The flags field is defined as follows (l and o left out because ther resemblence to one and zero):
%0abc0000 %0h00kmnp
So, in ID3v2.3 bits for flags "abc" are bit 7‥5 while in ID3v2.4 "abc" are bit 6‥4? And the other flag bits are similarly different between both ID3v2 versions?
Is this true? Are documentations right here? So they changed the whole set of flags, thereby dropping backwards compatibility?
The v2.3 and v2.4 Frame headers are not backwards compatible anyway - the different set of flags is also the smaller issue, as these flags are very, very rarely used.
The main difference is the different size indicator: In v2.3 a regular 32-bit integer is used, in v2.4 a 28-bit sync-safe integer is used (still 32 bit long, but only 28 bits are used), which means that the first bit of each of the 4 bytes is always zero. This change has been made so that the ID3v2 tag cannot be wrongly detected as a MPEG frame header (iirc starting with 11 bits set to 1) of the actual audio data.
So, if you want to write a id3v2tag library, you need different parsing methods for the frame headers anyway.
It is amazing to think that v2.4 has been formalized for over 20 years. Yet due to overwhelming use and consistency, the gold standard remains as v2.3. That says a lot about how well that version was thought out, after a few variations of v1, and even a couple of early v2 efforts.
Another reason might be, that v2.4 wasn't supported by Windows for a long, long time. If I remember correctly, even Windows 10 did not support v2.4 from the beginning. So, if you wanted to see "Artist" and "Title" in your music folders in the Windows Explorer, you had to use v2.3. Or wma files .
To make it worse, if you started tagging a mp3 file with Windows (e.g. via the file properties dialog) which had a v2.4 tag, Windows would've add a new v2.3 tag before it. So, there may be thousands of files tagged with v2.4, but these tags are buried behind another v2.3 tag.
I wouldn’t think that most that have already updated their library or exclusively use v2.4 have anything to miss! There certainly aren’t any tags MIA.

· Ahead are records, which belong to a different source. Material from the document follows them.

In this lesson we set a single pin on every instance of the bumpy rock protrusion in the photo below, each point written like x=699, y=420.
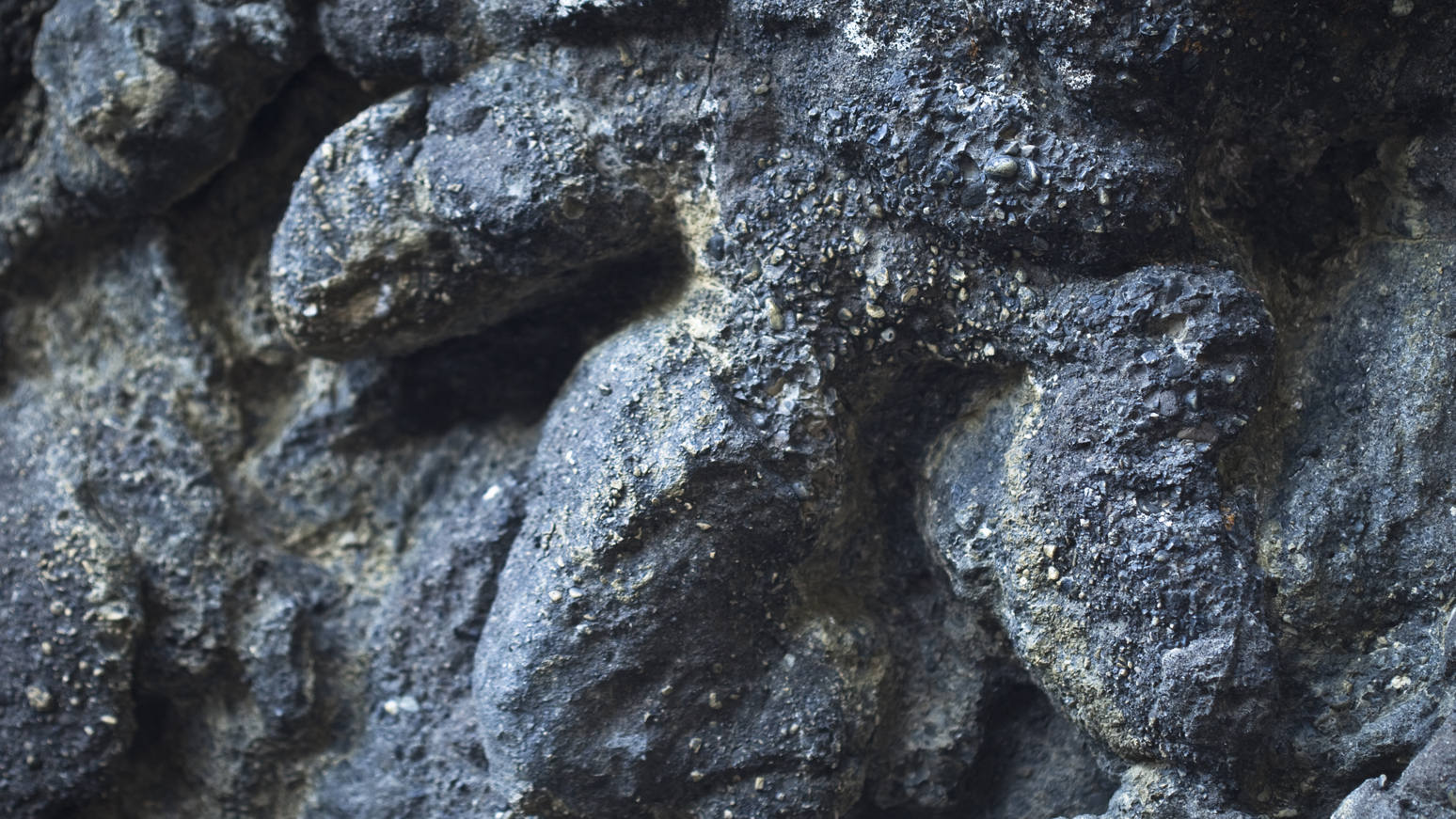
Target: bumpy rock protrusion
x=654, y=588
x=403, y=41
x=143, y=103
x=1088, y=484
x=449, y=210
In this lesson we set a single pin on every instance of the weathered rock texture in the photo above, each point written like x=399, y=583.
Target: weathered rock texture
x=727, y=409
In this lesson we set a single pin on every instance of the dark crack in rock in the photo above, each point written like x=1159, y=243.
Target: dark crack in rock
x=740, y=409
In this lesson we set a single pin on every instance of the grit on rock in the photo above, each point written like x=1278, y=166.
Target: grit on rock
x=736, y=409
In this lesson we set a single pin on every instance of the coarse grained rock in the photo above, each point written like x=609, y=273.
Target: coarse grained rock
x=760, y=407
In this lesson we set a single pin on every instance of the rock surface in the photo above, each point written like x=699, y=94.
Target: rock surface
x=736, y=409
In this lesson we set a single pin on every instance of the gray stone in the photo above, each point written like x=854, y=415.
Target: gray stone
x=619, y=407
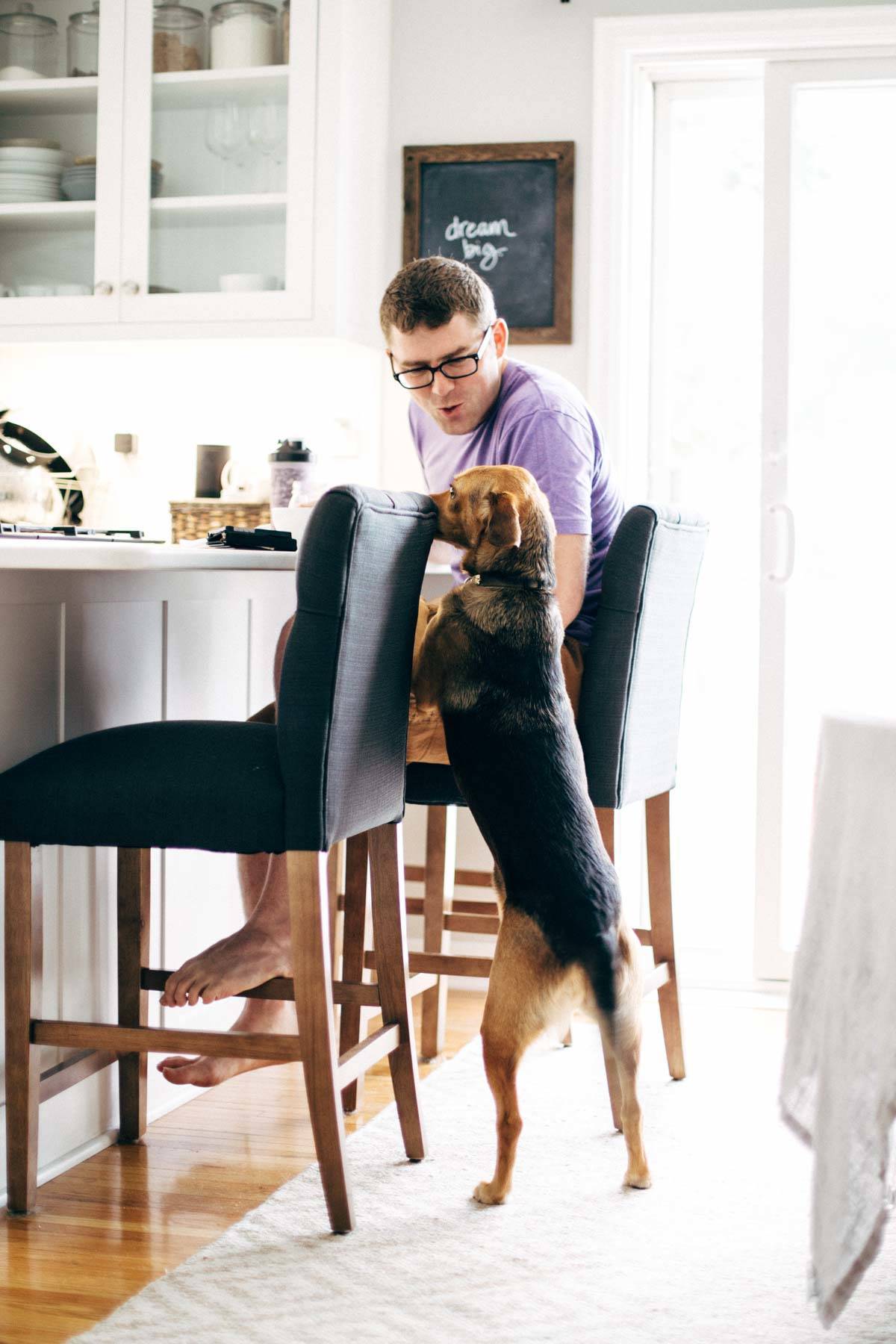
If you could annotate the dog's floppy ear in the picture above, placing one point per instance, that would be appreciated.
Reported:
(503, 527)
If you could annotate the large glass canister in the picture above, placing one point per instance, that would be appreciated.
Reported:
(242, 33)
(84, 42)
(179, 38)
(28, 45)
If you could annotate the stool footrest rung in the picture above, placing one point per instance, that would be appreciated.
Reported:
(125, 1041)
(441, 964)
(366, 1054)
(344, 991)
(73, 1070)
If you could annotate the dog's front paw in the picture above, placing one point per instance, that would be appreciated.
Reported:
(485, 1194)
(638, 1177)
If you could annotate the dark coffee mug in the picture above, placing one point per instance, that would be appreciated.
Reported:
(210, 463)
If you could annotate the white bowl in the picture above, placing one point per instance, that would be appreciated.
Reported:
(292, 519)
(246, 282)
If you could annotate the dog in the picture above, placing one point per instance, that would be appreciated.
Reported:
(491, 662)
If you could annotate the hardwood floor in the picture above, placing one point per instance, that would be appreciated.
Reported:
(116, 1222)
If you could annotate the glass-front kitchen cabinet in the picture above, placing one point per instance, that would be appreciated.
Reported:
(193, 167)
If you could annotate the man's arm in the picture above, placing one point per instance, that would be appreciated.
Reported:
(571, 557)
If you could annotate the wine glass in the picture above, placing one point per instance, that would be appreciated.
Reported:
(226, 134)
(267, 132)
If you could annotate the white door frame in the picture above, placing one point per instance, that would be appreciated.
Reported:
(630, 58)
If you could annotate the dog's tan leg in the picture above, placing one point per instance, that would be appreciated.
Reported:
(626, 1048)
(517, 1009)
(628, 1055)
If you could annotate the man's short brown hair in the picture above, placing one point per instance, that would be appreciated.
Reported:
(429, 292)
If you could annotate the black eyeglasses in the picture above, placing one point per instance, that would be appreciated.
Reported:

What I meant by “gold standard” was more about cross-platform compatibility. There are still some players on both mobile and desktop devices that don’t necessarily or properly handle v2.4, at least not consistently. But v2.3 seems to have the widest support in this regard. That is the part I find is amazing, that even after 20+ years of being available, there are newer devices and software not being built with v2.4 capability in mind.